OIDs of "Study" and "MetaDataVersion" have been altered, as well as "MetaDataVersion Name" and the "MetaDataVersion Description"





You might now ask yourself how our own "XML4Pharma Define.xml Designer" scores in the "roundtrip test". Well, you can easily find out yourself by requesting a trial version of the software and perform the roundtrip test yourself. This will also allow you to discover how user-friendly this new software is.


Conclusion: the Pinnacle21 "Define-XML Generator" does a pretty good job in generating a (prototype) define.xml starting from an Excel worksheet. The "round trip test" however shows that the user does not have any influence at all on how the OIDs are generated. Worse is that the labels for the "ValueList" variables are missing. Maybe this can be circumvented by adding an extra "Label" column in the worksheet for them, but as there is no user manual, there is no way to find out.

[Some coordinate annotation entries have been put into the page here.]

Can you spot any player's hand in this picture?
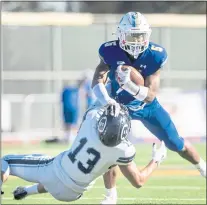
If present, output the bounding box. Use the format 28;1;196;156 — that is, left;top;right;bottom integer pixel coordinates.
116;65;131;87
107;98;121;117
152;141;167;165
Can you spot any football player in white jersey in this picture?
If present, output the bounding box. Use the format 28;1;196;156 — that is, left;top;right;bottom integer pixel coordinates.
1;105;166;202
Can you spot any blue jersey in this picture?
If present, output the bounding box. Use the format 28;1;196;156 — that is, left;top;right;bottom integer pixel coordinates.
99;40;167;107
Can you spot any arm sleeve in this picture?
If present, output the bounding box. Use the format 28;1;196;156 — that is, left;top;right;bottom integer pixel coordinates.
116;144;136;165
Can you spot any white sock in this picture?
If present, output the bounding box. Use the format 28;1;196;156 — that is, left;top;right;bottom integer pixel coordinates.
106;187;117;198
24;184;39;195
195;158;206;176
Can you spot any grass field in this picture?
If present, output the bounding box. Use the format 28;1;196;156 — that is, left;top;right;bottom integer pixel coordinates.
2;144;206;204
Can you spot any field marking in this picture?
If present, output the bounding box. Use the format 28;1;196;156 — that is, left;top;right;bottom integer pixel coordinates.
2;197;206;201
4;185;206;191
91;186;206;190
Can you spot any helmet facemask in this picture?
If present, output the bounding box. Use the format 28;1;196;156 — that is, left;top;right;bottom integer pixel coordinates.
117;27;151;59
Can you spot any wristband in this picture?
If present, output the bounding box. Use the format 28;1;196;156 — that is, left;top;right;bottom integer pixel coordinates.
93;83;111;105
134;85;149;101
122;81;149;101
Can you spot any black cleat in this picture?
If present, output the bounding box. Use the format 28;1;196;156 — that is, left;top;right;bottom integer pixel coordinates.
13;187;27;200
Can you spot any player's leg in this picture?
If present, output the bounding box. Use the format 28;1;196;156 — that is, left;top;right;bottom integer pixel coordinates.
1;155;53;199
101;166;118;204
142;106;206;177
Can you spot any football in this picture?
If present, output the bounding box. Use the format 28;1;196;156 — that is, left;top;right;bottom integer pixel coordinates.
119;65;144;86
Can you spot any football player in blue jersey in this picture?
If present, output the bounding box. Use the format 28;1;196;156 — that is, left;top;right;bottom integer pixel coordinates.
92;12;206;204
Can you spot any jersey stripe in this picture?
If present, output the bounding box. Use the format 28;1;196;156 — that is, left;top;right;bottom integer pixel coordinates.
117;153;136;163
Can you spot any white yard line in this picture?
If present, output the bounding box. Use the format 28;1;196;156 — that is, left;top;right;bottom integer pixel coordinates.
2;197;206;201
92;186;206;190
3;185;206;191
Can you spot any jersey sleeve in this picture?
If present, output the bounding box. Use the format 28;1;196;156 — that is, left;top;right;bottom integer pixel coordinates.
147;43;167;76
116;143;136;165
98;41;117;65
154;46;168;69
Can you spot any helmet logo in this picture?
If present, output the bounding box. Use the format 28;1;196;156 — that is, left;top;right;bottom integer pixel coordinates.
121;124;129;140
98;116;107;133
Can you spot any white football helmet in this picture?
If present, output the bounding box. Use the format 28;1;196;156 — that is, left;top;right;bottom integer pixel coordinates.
116;12;151;58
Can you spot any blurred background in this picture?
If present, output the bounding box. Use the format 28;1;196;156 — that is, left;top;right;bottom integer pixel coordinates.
1;1;206;142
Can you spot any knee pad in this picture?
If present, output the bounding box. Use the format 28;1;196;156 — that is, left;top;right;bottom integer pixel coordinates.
164;136;184;152
1;159;10;178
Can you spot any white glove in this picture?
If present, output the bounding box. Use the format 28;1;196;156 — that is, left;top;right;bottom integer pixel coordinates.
152;141;167;165
116;65;131;87
108;98;121;117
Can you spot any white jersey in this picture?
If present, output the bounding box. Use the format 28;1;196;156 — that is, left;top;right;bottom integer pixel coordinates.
54;108;136;193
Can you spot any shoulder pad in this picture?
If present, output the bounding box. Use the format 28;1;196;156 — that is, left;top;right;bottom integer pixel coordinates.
99;40;118;64
149;42;167;68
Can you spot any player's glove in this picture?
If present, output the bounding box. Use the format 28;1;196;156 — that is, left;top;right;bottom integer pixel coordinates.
116;65;131;88
152;141;167;165
108;98;121;117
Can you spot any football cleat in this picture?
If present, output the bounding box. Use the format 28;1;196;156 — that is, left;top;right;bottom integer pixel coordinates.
101;195;117;204
13;187;27;200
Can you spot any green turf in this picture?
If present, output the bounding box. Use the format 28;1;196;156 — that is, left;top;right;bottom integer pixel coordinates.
2;144;206;204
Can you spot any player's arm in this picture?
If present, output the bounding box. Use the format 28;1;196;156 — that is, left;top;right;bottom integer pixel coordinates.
116;66;160;103
144;69;161;103
92;57;120;116
119;160;158;188
118;142;167;188
92;59;109;88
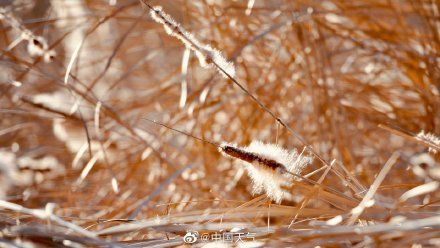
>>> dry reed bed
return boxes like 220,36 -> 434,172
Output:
0,0 -> 440,247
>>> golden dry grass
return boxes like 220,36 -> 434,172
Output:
0,0 -> 440,247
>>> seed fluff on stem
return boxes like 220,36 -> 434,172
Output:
416,130 -> 440,154
219,141 -> 312,203
144,1 -> 235,78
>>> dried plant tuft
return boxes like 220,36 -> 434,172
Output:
416,130 -> 440,154
150,6 -> 235,77
219,141 -> 312,203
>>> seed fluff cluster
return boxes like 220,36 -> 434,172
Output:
0,7 -> 56,63
219,141 -> 312,203
150,6 -> 235,78
416,130 -> 440,154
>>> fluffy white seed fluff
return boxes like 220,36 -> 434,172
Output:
220,141 -> 312,203
416,130 -> 440,154
150,6 -> 235,77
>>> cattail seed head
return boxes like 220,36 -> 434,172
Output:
219,141 -> 312,203
150,6 -> 235,77
416,130 -> 440,154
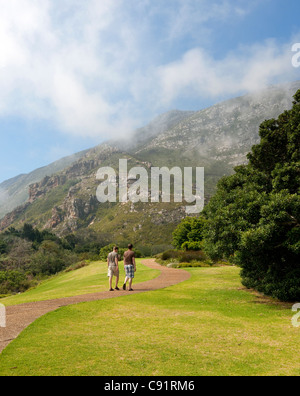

This means that the generated define.xml still requires manual editing (best by using an XML-editor - there are some free ones). This triggers the question whether taking an existing define.xml, and use an XML-editor for adapting it for a new study isn't the faster way, with the additional advantage that one is knowing what one is doing".
There are considerable better define.xml generating software tools on the market, with nice GUIs and wizards (including our own "Define.xml Designer"). These are not for free, but their cost is very reasonable, and e.g. only a fraction of what the "Pinnacle21 Enterprise Edition" costs.